Graceland
Festival d’Aurillac
Graceland
Une station-service un peu à l’abandon, au bord d’une route, avec un grand Elvis en plastique légèrement déglingué. Du déjà vu, ça vous a un petit côté Bagdad Café, film modeste des grandes solitudes et des grands espaces, et des tendresses de passage.
Grace, la tenancière, vit ici toute seule avec une animal de compagnie (une dinde imberbe…), que veient voir de temps en temps par Bernard et son camion. Échouent chez elle successivement un guitariste en panne de moto, puis une femme jetée là par son compagnon…
La vie s’organise, avec peu de mots. Ce ne serait pas grand-chose, si n’apparaissaient pas, la nuit, des êtres fantastiques, ours à vélo, renards écrasés reprenant vie (très jolie manipulations d’objets)… Mais le spectacle prend son rythme, et il y a surtout, au centre de ce quotidien lent et en marge, une comédienne d’une justesse et d’une simplicité parfaites.
Chantal Joblon n’en fait pas des caisses et il lui suffit de ne pas relâcher une minute son énergie, avec une bienveillance et un humour chevillés au corps. Du coup, le spectacle est dôle, tendre, d’une lenteur qu’on n’a jamais envie de lui reprocher.
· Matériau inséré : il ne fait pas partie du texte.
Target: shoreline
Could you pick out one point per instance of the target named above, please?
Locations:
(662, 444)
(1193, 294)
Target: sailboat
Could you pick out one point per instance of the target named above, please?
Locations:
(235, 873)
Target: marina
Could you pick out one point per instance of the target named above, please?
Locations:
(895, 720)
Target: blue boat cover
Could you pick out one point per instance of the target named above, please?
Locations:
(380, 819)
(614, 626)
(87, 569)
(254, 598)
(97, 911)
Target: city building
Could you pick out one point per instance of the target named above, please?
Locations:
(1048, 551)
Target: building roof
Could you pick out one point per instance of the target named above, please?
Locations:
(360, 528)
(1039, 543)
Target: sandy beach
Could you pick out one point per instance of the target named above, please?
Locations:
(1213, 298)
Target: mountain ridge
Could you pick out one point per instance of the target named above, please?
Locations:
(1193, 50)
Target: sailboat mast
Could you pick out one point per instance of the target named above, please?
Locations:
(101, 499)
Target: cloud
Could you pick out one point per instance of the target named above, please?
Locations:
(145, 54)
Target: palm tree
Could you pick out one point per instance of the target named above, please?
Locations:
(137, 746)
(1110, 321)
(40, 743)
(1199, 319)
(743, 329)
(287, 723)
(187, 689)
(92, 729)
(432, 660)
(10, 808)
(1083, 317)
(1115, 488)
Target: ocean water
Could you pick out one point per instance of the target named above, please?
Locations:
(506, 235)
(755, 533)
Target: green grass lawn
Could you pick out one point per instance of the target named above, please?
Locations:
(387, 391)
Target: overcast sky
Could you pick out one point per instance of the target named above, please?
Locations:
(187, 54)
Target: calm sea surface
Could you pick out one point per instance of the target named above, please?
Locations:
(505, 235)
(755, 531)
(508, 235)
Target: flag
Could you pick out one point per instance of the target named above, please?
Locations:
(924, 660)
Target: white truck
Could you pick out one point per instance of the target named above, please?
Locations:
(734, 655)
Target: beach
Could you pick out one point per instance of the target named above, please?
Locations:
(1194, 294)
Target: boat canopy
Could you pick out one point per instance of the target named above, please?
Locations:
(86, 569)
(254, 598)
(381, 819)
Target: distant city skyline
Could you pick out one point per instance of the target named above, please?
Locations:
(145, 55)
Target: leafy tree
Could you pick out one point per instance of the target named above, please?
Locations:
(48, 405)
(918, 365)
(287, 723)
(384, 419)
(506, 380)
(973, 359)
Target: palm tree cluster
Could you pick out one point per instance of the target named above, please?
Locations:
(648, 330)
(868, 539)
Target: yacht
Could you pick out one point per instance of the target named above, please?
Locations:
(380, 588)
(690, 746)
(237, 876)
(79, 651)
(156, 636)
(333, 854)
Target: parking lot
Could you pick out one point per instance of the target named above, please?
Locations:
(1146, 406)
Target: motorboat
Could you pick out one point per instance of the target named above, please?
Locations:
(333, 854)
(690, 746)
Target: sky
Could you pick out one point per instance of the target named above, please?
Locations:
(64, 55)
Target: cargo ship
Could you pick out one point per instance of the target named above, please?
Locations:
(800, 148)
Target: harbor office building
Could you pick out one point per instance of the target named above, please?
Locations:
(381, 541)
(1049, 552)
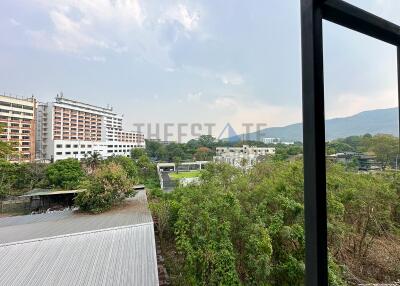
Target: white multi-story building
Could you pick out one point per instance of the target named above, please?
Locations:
(17, 122)
(72, 129)
(242, 157)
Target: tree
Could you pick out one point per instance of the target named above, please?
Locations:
(177, 161)
(107, 186)
(66, 174)
(6, 148)
(155, 150)
(137, 152)
(385, 147)
(203, 154)
(207, 141)
(92, 161)
(127, 164)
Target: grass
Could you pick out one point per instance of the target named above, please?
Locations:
(181, 175)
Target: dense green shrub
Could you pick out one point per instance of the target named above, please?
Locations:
(107, 186)
(66, 174)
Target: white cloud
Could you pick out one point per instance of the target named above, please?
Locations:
(87, 27)
(169, 69)
(182, 15)
(231, 78)
(194, 97)
(95, 59)
(241, 109)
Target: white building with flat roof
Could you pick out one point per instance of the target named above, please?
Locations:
(17, 122)
(72, 129)
(242, 157)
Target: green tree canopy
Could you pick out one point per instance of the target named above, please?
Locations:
(66, 174)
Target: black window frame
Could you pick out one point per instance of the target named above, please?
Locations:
(313, 12)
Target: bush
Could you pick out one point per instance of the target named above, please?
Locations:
(106, 187)
(66, 174)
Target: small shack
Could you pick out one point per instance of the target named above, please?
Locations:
(50, 198)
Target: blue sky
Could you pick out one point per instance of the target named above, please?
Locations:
(189, 61)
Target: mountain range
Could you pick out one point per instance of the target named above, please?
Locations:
(371, 121)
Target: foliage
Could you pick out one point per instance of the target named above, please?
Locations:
(6, 148)
(107, 186)
(247, 228)
(92, 161)
(137, 152)
(66, 174)
(127, 164)
(385, 147)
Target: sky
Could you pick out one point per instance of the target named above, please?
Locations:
(189, 61)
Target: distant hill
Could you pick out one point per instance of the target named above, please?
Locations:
(371, 121)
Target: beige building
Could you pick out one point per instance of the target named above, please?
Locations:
(72, 129)
(242, 157)
(17, 118)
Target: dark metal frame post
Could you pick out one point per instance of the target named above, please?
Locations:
(398, 88)
(314, 143)
(349, 16)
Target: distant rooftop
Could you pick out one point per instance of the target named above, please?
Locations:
(71, 248)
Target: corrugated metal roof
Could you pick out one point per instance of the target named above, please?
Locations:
(64, 248)
(49, 192)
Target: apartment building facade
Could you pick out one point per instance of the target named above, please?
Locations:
(18, 120)
(72, 129)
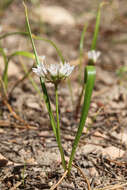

Il y a là des bons sentiments, et parfois pas de sentiments du tout, sur fond de musiques nostalgiques. Cette fois l’expression est juste : les personnages sont dans un « vivre ensemble » tout simple. Voilà un beau spectacle, d’une poésie retenue, pudique. Un spectacle de plein air plutôt qui a besoin de ces espaces indéterminés qui entourent les villes, d’un bord de route un peu en friche, avec des arbres, et hors du temps.